Merciless smiling shadows of the lost, the last "Mill Ball Team"
before Pittsburgh fell to subsidized Japanese steel.


xv.

Today's news covers a woman blankly confessing
she drowned her five children one after another
because she was a bad mother and had ruined them.

A reporter narrates infanticide: common in ancient Rome,
and in some places even now girls are routinely left to starve.
The oldest son, seven, surprised her holding the infant under

and tried to save his sister. What was this mother's act
but a kind of suicide, epic in proportion, that missed
its mark? She couldn't simply fall upon a sword,

for if she vanished who would look after the children?


xvi.

Studying the capsuled whorls his microscope revealed
inside a slice of cork, an early scientist recalled those chambers
where each monk retires in solitude, and called the wood's

internal architecture cells. So the virgin worker bee
who strokes ten thousand flowers in her six-week life
transmutes their dust to honey in a hexagonal cell.

Honey will preserve a corpse but can't immortalize
as cancer does, turning some cells deathless at the body's cost.
Terrorist cells, churning out daughter cells.

Say that slowly and you hear                      daughter sails


xvii.

All day you've belonged to others, others worn so by their own work
they could not, if they wanted,
see how they wasted you. Let them go.

Tonight, the air drapes the year's first bloodwarm mantle
across your shoulders. Beside you, the dogwood
balances each cup of its porcelain service.

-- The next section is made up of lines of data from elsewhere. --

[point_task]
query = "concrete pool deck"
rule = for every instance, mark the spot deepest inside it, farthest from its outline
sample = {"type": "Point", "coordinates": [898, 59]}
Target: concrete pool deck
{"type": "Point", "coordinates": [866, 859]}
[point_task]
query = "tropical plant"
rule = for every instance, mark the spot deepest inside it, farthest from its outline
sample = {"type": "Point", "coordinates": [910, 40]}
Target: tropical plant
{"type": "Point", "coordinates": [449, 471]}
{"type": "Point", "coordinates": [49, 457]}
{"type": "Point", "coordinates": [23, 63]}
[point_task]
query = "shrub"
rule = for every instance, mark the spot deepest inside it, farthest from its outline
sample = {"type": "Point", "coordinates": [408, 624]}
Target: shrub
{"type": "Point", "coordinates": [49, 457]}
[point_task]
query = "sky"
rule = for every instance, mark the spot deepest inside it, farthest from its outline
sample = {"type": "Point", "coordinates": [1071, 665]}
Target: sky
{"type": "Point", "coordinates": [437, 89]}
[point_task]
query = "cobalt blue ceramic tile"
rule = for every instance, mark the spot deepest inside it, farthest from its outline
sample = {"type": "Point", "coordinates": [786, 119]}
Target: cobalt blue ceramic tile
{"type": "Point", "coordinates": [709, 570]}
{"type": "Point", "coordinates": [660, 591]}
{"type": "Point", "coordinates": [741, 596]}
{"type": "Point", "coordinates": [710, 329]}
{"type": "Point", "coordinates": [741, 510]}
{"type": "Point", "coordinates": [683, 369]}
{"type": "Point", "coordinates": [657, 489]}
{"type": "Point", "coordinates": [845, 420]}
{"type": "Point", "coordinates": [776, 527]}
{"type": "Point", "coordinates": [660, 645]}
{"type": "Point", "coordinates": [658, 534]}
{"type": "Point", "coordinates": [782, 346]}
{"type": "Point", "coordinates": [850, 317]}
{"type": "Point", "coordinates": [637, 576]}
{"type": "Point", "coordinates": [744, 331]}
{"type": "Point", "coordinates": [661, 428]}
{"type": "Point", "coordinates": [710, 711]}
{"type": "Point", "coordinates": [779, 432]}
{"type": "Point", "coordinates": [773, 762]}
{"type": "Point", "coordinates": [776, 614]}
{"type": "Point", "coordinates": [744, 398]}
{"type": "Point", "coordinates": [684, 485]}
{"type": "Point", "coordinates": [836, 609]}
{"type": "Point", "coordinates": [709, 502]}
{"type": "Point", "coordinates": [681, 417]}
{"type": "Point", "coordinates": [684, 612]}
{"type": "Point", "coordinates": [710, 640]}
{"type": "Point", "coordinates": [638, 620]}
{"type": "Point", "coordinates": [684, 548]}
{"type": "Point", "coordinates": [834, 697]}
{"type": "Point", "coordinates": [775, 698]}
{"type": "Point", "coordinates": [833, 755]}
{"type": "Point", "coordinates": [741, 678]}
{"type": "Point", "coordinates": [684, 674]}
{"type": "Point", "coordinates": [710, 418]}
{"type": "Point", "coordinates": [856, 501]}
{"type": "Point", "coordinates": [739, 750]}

To live, you must follow Flora as the Roman painter saw her,
turning her face from time to green
eternity. Near Vesuvius she nurses the waxing

petals, and keeps the six secrets of the honeybee.


xviii.

Spring evening, seven o'clock.

Goldfinch tweezing thistle from the neighbors' feeder.
From next door, the clatter of dishes and an argument
trailing off as their children set the table for supper.

A coal train going through, slow by its sound, not stopping.

Later, a walk with the dog.

The yards on either side of the alley sparked by fireflies.
Washing his car, the man on the corner has left us a gully of suds.
Muted television murmur. Honeysuckle.

Porch gardens where tomato seedlings spring from tomato cans.


xix.

Spark struck in a single cell…and in that suspended reverie
while, without our knowing it, the haploid nuclei engaged,
it seemed I saw the earth's face from a long way off,
its zona pellucida a nimbus sheltering the fusing life.

Whose beginning had I half-dreamt, nights below the draft-stirred mobius?

I thought it only mine, until the hour when I strained
my ears to the colloquy of voices cloistered in my cells,
a trace I knew to follow not backwards any longer but
forward through my daughter's first breaths as she slid

embodied from our very flesh, and began to cry.


xx.

(Monongahela Nocturne)              

Flora summons the storm: Come tree bender, blustering
flattener of wild grasses, cloudracer, you who make
the ivy rattle its dusted leaves in thirst. Bring water's

course to the schoolyard and the narrow glen
bedded with whitetails, to the road, the track, the shotgun
shacks, to the pool of tailings dabbled by ducks,

and when you leave us at midnight, leave stars overhead
trembling as notes in the lullaby: diamond above me,
diamond below, diamonds at all four corners,

anthracite night, and carbon the body of miners.